It’s easy to enjoy poker when we’re choosing which tournament to watch. When focused on strategic improvements, there’s also a progressive enjoyment to be found in improvements you can make to your own game. When poker crops up in Hollywood films, however, most poker fans will be gritting their teeth, hoping that the makers are able to make it through what is something of a movie minefield. Will the makers be able to make the poker convincing and truthful while still being entertaining enough to justify its use in the film? Unless poker is the movie’s genre, it can be a tricky balance to make.
In the 1973 film The Sting, starring Robert Redford and Paul Newman, the art of the con is explored as both characters cross and double-cross those around them. It makes a lot of sense to include a scene based around a poker table. It’s Paul Newman’s character, Henry ‘Shaw’ Gondorff, starts the scene playing poker at a table which includes his enemy in the film, mob boss Doyle Lonnegan, played by former Bond villain and Jaws victim, Robert Shaw.

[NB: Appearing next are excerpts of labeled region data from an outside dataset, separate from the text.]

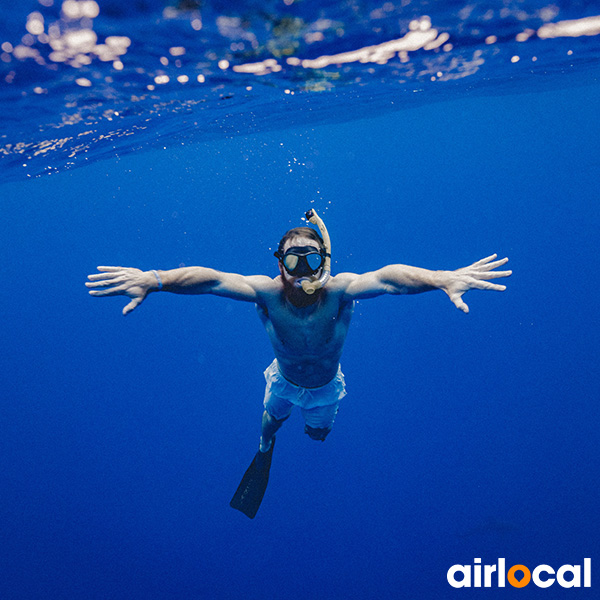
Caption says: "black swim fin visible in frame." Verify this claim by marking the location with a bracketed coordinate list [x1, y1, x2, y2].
[229, 438, 275, 519]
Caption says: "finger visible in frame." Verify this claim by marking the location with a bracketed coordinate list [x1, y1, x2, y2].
[85, 277, 125, 287]
[479, 258, 508, 271]
[471, 254, 498, 267]
[450, 296, 469, 314]
[123, 298, 142, 317]
[86, 284, 125, 296]
[473, 271, 512, 279]
[85, 279, 123, 288]
[471, 279, 506, 292]
[88, 271, 121, 281]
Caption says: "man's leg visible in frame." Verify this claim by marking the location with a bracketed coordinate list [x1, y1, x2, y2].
[260, 410, 289, 452]
[302, 403, 339, 442]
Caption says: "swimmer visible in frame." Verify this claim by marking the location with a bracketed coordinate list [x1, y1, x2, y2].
[86, 210, 512, 518]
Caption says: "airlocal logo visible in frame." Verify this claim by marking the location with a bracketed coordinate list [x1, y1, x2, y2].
[447, 558, 592, 588]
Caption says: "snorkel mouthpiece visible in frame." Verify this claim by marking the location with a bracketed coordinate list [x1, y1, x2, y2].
[298, 208, 331, 295]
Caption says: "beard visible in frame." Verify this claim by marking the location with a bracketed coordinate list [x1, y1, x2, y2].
[281, 275, 323, 308]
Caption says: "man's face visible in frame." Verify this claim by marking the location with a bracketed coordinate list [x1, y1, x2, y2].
[279, 236, 322, 287]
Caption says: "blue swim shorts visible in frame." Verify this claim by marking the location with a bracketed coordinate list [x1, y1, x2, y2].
[264, 359, 347, 430]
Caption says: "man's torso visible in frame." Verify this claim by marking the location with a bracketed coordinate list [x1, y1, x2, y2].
[257, 278, 354, 387]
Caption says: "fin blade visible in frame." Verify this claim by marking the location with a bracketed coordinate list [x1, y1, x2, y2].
[229, 439, 275, 519]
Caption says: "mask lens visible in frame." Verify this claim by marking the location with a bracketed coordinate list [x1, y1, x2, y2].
[306, 254, 323, 271]
[283, 254, 298, 271]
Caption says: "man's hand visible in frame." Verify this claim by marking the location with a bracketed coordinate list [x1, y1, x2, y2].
[440, 254, 512, 313]
[85, 267, 158, 315]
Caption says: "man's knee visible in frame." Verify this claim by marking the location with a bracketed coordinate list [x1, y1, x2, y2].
[304, 425, 331, 442]
[263, 410, 290, 427]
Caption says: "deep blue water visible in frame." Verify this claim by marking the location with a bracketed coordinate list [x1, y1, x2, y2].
[0, 3, 600, 600]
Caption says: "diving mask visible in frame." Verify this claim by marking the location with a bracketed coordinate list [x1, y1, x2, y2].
[275, 246, 325, 277]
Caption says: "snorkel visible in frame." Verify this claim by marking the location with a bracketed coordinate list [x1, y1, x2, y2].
[297, 208, 331, 295]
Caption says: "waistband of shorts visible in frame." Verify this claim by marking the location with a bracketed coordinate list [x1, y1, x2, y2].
[274, 359, 340, 390]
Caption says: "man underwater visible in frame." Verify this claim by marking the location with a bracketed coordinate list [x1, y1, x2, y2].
[86, 210, 512, 518]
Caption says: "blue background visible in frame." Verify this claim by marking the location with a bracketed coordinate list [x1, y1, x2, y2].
[0, 85, 600, 600]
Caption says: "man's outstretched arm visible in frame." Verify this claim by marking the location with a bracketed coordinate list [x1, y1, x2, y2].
[85, 267, 271, 315]
[345, 254, 512, 313]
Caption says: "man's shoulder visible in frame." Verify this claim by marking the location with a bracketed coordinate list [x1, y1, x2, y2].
[327, 273, 358, 293]
[246, 275, 282, 295]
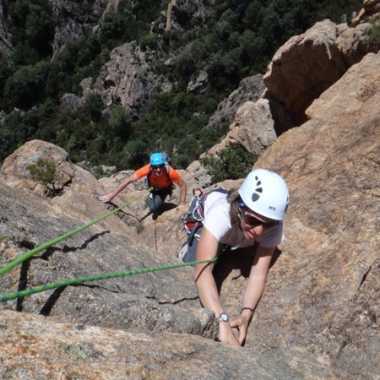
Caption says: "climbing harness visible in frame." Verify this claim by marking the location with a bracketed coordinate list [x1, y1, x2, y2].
[182, 187, 227, 244]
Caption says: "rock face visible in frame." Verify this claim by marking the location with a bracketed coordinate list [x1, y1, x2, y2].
[0, 0, 12, 58]
[207, 74, 265, 128]
[264, 20, 379, 125]
[250, 54, 380, 379]
[0, 311, 312, 380]
[207, 99, 277, 156]
[352, 0, 380, 26]
[49, 0, 109, 53]
[94, 42, 170, 113]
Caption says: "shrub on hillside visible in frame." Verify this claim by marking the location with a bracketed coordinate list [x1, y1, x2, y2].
[201, 145, 257, 183]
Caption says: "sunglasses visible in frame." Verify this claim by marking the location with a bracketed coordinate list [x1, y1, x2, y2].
[152, 165, 165, 170]
[239, 207, 278, 228]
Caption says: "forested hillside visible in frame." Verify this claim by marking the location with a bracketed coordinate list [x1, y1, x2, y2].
[0, 0, 361, 168]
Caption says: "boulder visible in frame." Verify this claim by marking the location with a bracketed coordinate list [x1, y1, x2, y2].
[249, 53, 380, 379]
[351, 0, 380, 26]
[264, 20, 379, 125]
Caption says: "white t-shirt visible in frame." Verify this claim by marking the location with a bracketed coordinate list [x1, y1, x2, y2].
[203, 191, 283, 248]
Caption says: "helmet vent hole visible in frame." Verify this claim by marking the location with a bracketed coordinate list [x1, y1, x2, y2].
[251, 193, 260, 202]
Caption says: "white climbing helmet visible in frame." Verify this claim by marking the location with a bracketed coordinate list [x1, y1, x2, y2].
[239, 169, 289, 220]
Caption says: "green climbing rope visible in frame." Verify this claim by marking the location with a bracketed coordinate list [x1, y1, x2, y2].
[0, 257, 217, 302]
[0, 203, 127, 277]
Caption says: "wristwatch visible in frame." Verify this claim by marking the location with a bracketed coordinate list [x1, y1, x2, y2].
[218, 311, 230, 322]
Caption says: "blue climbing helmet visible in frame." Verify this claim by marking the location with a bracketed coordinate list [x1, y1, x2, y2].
[150, 152, 168, 166]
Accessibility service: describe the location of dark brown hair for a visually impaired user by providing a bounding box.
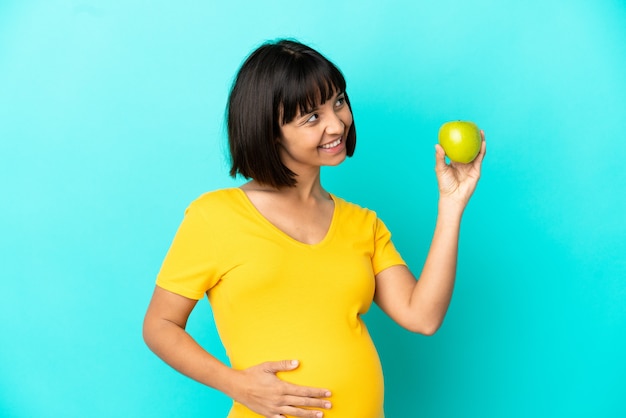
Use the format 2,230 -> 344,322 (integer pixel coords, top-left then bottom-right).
227,39 -> 356,188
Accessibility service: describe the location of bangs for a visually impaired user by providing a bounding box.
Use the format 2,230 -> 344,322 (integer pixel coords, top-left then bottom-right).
276,55 -> 346,125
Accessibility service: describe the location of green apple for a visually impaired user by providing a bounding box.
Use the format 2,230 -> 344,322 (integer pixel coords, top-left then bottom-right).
439,120 -> 482,164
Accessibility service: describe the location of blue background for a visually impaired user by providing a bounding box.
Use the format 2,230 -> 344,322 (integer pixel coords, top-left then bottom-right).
0,0 -> 626,418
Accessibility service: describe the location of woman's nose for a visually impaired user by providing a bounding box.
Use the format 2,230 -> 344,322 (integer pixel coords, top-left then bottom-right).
326,113 -> 346,134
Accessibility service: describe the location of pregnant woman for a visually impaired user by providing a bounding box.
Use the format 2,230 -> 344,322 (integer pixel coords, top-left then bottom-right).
144,40 -> 485,418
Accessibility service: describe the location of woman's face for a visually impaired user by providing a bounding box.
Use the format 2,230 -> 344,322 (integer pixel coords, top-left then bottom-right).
279,92 -> 352,174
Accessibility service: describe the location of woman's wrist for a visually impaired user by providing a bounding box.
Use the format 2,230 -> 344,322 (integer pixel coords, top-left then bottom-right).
437,197 -> 465,224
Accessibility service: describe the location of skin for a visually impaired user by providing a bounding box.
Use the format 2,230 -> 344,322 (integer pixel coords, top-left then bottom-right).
143,93 -> 486,418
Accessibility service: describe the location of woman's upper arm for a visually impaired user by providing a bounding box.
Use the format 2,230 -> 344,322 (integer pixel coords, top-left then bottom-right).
374,265 -> 417,329
144,286 -> 198,329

“They wouldn’t let you in here if you weren’t a chump!” Gondorff gleefully tells a player in the poker game, and having angered the others in the game, Newman’s character has whittled it down to just two other people, including his enemy, and the ’mark’ in the trick, Lonnegan.
With Lonnegan reloading, the two then clash in the fateful hand, where both men are not going to showdown with the cards they were dealt. The trick is, we see as the audience, knowing where to pitch the final trick.